Beef farmers disrupt traffic in Dublin city centre in further protests

Farmers calling for emergency meeting of the beef taskforce

A tractor protes caused traffic delays in Dublin city centre on Tuesday. A number of tractors, jeeps and trailers parked outside the Shelbourne Hotel on St Stephen's Green, as beef farmers called for an emergency meeting of the beef taskforce.

Kildare Street, Molesworth Street and St Stephen's Green were closed to traffic for much of the day.

In a statement released by the farmers, they said they remain “very frustrated with the lack of action by our current government to support an industry in distress”.

They called for an immediate beef price increase, the removal of 16, 24 and 30-month age limits and the 60-day residency rule. They also want the removal of the four movement rule.


"The Bord Bia Price Index shows Irish prices for beef are now 50c/kg behind UK prices and 25c/kg behind European prices," the statement said.

Lord Mayor of Dublin Paul McAuliffe said local businesses had been in touch with his office complaining about the “unexpectedness” of the protest.

“We need to have a resolution here. Holding the people of Dublin to ransom isn’t the answer and I don’t think that’s what the farmers want either. The minister [for agriculture Michael Creed] needs to roll up his sleeves and fix this problem,” the Fianna Fail councillor said.

“I certainly wasn’t aware it [THE PROTEST]was going to happen today and I think it’s going to impact a lot of people coming in shopping.

“These few days are often when Dublin’s economy makes a few bob, when people are in on overtime and casual work, we have to make sure that those jobs are respected.”

Michael Fitzpatrick, a beef farmer from Templemore, Co Tipperary said farmers had been in touch with gardai to ensure emergency services can access the streets.

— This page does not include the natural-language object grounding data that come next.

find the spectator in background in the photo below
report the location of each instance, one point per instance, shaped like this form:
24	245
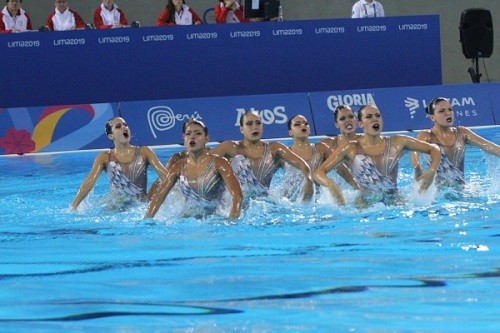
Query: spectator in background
109	16
178	13
229	11
13	18
63	18
367	8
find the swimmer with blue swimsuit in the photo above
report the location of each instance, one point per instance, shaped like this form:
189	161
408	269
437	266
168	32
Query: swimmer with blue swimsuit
452	143
255	162
373	159
126	166
201	176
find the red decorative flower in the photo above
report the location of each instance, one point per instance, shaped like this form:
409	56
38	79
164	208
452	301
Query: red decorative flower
17	142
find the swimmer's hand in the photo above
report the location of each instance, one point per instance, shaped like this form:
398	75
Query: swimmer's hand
234	215
426	180
307	190
336	193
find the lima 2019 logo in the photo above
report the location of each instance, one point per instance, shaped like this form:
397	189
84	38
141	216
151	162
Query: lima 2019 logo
462	106
29	130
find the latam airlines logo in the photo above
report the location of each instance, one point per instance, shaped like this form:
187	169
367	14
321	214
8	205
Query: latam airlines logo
462	106
163	118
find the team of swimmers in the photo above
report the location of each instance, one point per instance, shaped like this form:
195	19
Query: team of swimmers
368	162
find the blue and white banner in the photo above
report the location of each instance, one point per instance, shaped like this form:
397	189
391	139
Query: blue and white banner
404	108
159	122
180	62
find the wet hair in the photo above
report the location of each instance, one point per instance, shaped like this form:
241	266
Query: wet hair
360	111
194	121
171	11
245	114
429	109
108	129
337	110
289	124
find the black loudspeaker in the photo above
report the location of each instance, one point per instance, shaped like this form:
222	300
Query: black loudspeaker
476	33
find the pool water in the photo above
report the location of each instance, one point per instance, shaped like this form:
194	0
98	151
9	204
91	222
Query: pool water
431	265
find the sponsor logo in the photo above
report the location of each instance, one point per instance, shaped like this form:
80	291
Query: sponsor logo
157	38
414	26
371	28
69	41
24	43
275	116
244	34
114	40
202	35
462	106
352	100
329	30
163	118
287	32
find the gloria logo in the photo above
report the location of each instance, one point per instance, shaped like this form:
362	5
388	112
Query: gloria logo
462	106
353	100
163	118
275	116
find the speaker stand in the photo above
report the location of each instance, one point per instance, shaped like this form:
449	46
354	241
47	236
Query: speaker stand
474	72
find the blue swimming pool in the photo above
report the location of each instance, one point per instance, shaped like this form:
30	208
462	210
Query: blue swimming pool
431	265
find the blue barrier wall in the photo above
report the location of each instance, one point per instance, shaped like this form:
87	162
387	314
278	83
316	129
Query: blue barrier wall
159	122
153	63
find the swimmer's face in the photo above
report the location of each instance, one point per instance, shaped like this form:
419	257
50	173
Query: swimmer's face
252	127
60	5
119	130
443	114
371	120
346	121
194	137
299	127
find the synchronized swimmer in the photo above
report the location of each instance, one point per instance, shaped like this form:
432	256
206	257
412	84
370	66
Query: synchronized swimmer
245	169
125	164
373	160
201	175
451	142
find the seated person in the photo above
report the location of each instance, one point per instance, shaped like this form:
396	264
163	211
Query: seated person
64	18
229	11
13	18
178	13
109	16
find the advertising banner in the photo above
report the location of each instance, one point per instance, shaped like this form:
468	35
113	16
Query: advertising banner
156	63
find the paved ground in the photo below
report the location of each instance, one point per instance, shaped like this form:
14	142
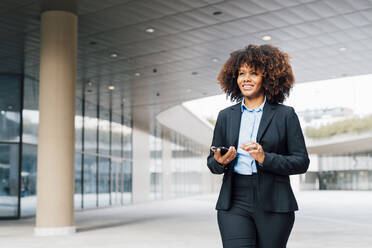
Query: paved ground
332	219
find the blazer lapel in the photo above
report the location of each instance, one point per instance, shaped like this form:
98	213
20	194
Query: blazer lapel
267	115
234	127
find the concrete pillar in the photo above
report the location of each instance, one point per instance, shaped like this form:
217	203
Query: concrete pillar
55	168
141	159
167	167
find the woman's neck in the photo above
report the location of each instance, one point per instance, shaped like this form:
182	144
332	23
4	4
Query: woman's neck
253	103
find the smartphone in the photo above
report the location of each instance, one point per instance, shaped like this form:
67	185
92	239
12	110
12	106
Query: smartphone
223	149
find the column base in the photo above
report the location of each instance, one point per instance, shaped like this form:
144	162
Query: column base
54	231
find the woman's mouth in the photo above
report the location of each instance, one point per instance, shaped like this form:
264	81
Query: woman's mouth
247	86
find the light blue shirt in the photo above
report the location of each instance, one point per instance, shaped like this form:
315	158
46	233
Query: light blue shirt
245	164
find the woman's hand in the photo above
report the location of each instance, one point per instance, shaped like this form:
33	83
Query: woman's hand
227	158
255	150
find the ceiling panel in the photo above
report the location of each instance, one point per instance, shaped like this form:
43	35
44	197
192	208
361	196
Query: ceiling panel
189	38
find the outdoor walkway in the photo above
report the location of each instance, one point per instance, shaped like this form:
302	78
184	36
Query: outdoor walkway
326	219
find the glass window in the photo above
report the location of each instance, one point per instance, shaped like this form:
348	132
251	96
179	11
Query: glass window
78	181
10	107
9	157
28	180
104	182
90	181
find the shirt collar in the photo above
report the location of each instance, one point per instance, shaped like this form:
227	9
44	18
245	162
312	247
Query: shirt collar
258	109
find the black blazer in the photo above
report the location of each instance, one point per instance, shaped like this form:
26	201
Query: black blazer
281	138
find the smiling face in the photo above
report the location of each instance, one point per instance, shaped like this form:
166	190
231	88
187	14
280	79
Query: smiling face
250	82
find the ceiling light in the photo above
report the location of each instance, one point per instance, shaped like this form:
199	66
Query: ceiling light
113	55
342	49
150	30
266	37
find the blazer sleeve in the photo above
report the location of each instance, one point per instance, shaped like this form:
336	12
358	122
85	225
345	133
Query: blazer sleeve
296	161
213	165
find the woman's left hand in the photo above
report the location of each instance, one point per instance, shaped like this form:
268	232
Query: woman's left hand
255	150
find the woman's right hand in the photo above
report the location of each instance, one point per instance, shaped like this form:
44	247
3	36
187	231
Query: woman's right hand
227	158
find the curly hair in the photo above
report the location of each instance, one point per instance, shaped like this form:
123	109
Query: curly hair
277	75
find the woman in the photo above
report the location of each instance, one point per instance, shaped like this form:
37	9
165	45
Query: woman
256	204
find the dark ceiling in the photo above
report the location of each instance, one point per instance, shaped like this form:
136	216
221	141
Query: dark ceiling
192	39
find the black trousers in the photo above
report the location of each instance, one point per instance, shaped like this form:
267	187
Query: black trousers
245	224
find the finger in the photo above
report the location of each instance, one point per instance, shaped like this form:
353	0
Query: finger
217	153
227	154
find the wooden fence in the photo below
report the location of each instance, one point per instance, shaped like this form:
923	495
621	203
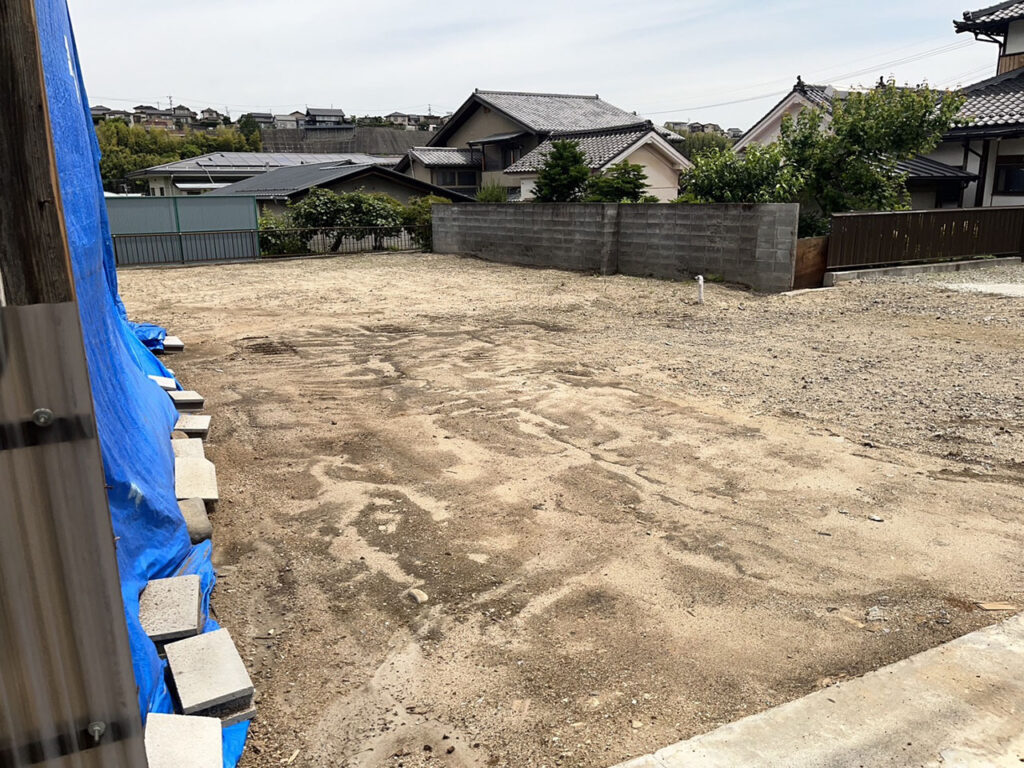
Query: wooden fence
882	239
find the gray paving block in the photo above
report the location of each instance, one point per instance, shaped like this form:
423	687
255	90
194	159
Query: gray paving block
183	741
197	520
232	712
173	344
169	608
187	399
165	382
190	446
208	671
194	425
195	478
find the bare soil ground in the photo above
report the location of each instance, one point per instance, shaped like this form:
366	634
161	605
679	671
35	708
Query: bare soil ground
636	518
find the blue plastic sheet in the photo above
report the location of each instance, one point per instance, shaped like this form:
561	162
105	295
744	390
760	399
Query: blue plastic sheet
134	417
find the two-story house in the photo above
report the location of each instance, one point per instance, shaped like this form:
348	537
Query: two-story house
501	137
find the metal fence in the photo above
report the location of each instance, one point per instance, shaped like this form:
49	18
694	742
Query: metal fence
882	239
249	245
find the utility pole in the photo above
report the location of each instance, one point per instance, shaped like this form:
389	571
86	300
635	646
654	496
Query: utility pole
68	693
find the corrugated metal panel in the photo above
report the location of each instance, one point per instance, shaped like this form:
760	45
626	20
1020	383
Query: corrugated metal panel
65	659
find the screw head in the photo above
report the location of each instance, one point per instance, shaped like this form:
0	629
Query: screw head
42	417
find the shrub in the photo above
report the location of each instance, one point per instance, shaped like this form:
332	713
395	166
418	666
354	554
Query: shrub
417	219
278	237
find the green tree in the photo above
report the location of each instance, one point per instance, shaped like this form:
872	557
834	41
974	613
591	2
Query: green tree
493	193
564	174
623	182
417	219
845	160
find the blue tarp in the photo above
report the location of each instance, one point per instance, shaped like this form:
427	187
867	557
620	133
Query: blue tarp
133	416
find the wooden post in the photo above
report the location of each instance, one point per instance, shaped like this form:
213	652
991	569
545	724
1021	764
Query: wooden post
68	693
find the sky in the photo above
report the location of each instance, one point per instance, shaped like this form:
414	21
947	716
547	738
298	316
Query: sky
726	62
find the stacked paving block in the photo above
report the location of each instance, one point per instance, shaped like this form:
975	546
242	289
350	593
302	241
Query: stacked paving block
210	677
170	609
183	741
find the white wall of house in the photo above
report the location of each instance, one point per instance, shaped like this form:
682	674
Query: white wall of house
663	178
483	122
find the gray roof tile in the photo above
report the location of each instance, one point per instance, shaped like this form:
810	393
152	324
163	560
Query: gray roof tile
545	113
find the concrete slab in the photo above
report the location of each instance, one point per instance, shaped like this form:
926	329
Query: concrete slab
208	671
187	399
833	279
183	741
194	425
957	705
195	478
169	608
197	520
165	382
189	446
173	344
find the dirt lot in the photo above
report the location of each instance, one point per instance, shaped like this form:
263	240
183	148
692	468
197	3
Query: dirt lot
635	517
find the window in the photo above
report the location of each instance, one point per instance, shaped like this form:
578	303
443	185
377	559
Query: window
1010	174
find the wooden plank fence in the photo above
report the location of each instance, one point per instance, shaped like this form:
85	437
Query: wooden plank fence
860	240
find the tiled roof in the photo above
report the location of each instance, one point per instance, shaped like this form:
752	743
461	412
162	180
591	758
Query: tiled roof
922	169
994	102
995	17
599	146
285	182
256	161
545	113
446	157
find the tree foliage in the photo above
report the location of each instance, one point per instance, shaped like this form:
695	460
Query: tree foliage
846	160
564	174
623	182
131	147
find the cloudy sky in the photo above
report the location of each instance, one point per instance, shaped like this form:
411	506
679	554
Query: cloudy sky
668	59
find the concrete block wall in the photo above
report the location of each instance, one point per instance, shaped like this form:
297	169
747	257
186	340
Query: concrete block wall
754	245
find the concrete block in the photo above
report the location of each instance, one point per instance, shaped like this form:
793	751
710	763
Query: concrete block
195	478
169	608
173	344
208	671
198	522
194	425
189	446
232	712
165	382
183	741
187	399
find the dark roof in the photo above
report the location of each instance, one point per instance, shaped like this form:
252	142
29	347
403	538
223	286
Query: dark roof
444	157
994	19
284	182
926	169
543	113
599	146
993	103
255	162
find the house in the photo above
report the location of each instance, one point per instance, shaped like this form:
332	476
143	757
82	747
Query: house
292	120
494	130
317	117
275	188
988	139
216	170
603	148
932	182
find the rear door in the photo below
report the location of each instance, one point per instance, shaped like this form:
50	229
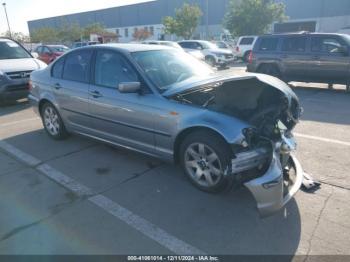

“Today’s protest is only a token in that we had to stop lads coming, we limited it,” he said. “We could have hundreds and hundreds of tractors here if we wanted to but we didn’t. It’s just to let the minister know that we haven’t gone away.

“We want an emergency meeting of the beef taskforce and we want all the supermarkets and retail outlets to attend that meeting and to discuss the beef price.”

Tom Burke, a beef farmer from south Wicklow said conditions are "very tough" as "prices keep falling".

“We won’t have to worry about protests next year because there will be no farmers. There’s men waiting to slaughter hundreds of cattle and they’re just waiting for some sort of a price rise and it’s not coming. It needs to happen right now,” he said.

“If things are like this into the spring, it’ll be a free fall then for the summer. It will be very bleak if there is no price rise over the Christmas. It is freezing but we will stay overnight if we have to, that’s it.”

Jimmy O’Shea, from south Kilkenny said farmers will continue with more protests until there is a beef price increase.

“Price is a huge issue at the moment. Fellas are going out of business, they’re losing money hand over fist. There are lads here who will stay for the long haul, they will stay overnight,” he said.

"It seems the only place you'll be heard is Dublin. Life doesn't exist beyond the M50 as far as a lot of Fine Gael are concerned."

Farmers held a similar protest in front of Leinster House and St Stephen's Green last month as well as blockades outside distribution centres in recent weeks.